Il mare mostra l’altra faccia della medaglia: fascino e pericolosità sono due aspetti delle attività che vi si svolgono. Il pescatore è cosciente della sorgente di vita che è l’acqua, ma coglie anche l’importanza dell’interpretazione dei segni che si colgono nella realtà per non correre il rischio di imbattersi in pericoli insormontabili; questa capacità di cogliere e di leggere i segni non è sempre sufficiente ad evitare gli imprevisti.

C’è un’eroicità nell’affrontare la forza della natura che poche volte, come nel caso del mare, mostra la sua soverchiante superiorità dinanzi all’impotenza dell’uomo («quando il mare era cattivo, e voleva inghiottirseli in un boccone, loro, la Provvidenza e ogni cosa […]»). Eppure la lotta del pescatore è per la sopravvivenza: «La Provvidenza si avventurava spesso al largo, così vecchia e rattrappita com’era, per amore di quel po’ di pesca». L’uomo vorrebbe dominare e controllare anche il mare, come fosse il cortile o l’aia, ne è chiaro segno la metafora: «C’erano tante barche che spazzavano il mare colla scopa» (che indica anche l’attività dei pescatori che ripuliscono le acque dei pesci). Ma è solo un’illusione: la forza delle acque distrugge la Provvidenza e s’inghiotte il padre di famiglia.

Così, è bene affidarsi alla preghiera, lo ricorda Pascoli, che non dedica solo versi al mondo della campagna, ma ne riserva anche al mare. Ne La famiglia del pescatore è descritta una capanna «meschina», con le lenze dei pescatori «appese/ alle pareti». Cinque bambini «sonnecchiano» sul «pagliericcio». La madre prega, è sola e pensa al mare

[…] Di fuor, bianco
di schiuma, al cielo ai venti ed agli scogli
l’Oceano getta il suo cupo singhiozzo.

Il marito è un pescatore che fin da piccolo «combatte/ con la fortuna», in qualsiasi situazioni meteorologica («piova pur, tuoni pur»), perché i piccoli hanno fame. È un mestiere che lo porta a stare solo, al governo della sua barca, in modo epico: «erra frattanto/ sbalzato e urtato dal continuo fiotto:/ sol, l’abisso e le tenebre viaggia». Nel buio, al freddo, cerca «il posto buono per la pesca, il luogo/ mobile oscuro ove s’accoglie il pesce» in mezzo ai frangenti e alle onde alte che spaventano. Quel posto buono per la pesca che sta cercando in mezzo a quel mare sconfinato «è un punto/ grande due volte quella stanza appena». Con pazienza e con maestria il pescatore sta cercando quel luogo in mezzo a quel deserto.
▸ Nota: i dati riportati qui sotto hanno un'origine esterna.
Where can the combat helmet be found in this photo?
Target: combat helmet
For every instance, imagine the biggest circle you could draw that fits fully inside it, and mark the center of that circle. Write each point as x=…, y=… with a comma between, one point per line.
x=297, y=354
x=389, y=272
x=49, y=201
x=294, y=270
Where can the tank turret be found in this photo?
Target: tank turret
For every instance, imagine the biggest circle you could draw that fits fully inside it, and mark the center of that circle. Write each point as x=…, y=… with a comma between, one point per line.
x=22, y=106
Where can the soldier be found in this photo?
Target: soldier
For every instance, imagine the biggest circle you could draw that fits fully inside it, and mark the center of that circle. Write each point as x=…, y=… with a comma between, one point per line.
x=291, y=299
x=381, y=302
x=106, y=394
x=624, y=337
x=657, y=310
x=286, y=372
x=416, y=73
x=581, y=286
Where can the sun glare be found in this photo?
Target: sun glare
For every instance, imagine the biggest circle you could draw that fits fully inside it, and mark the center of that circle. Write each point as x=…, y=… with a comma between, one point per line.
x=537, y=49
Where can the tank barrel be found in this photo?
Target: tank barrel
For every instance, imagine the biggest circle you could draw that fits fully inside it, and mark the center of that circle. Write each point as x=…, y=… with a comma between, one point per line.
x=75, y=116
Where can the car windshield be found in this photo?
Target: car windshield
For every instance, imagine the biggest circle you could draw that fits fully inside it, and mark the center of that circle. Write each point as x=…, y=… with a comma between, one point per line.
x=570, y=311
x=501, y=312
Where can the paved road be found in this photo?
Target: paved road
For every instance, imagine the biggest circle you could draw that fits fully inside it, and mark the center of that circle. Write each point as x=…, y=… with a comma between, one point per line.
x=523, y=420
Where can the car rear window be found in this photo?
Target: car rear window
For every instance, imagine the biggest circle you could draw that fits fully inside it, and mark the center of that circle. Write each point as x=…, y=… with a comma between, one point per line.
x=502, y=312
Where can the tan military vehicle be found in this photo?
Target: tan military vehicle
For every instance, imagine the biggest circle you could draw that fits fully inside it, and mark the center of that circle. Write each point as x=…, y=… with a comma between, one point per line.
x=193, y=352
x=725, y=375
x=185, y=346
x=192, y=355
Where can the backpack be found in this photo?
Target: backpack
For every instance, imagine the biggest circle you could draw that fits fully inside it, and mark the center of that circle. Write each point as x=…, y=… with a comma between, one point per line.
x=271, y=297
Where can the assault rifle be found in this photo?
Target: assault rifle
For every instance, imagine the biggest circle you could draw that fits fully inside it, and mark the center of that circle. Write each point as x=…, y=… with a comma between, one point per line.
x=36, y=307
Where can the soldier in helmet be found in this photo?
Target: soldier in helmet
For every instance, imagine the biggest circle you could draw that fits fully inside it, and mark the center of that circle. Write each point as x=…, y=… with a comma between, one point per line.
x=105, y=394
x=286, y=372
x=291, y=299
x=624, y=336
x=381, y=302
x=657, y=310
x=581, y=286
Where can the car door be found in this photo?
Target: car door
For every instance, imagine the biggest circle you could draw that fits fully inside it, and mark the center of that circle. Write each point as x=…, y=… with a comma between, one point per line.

Egli pensa a Lucia di tra la notte
del freddo mar. Lucia lo chiama e piange.
Ed ecco nella oscurità s’incontrano
i lor pensieri, come uccelli in via.

La sua donna «vecchie tele cuce,/ e rassetta le reti, e appresta gli ami,/ pur sorvegliando al focolar la zuppa/ di pesce». Rimane vicino al marito «pregando Dio».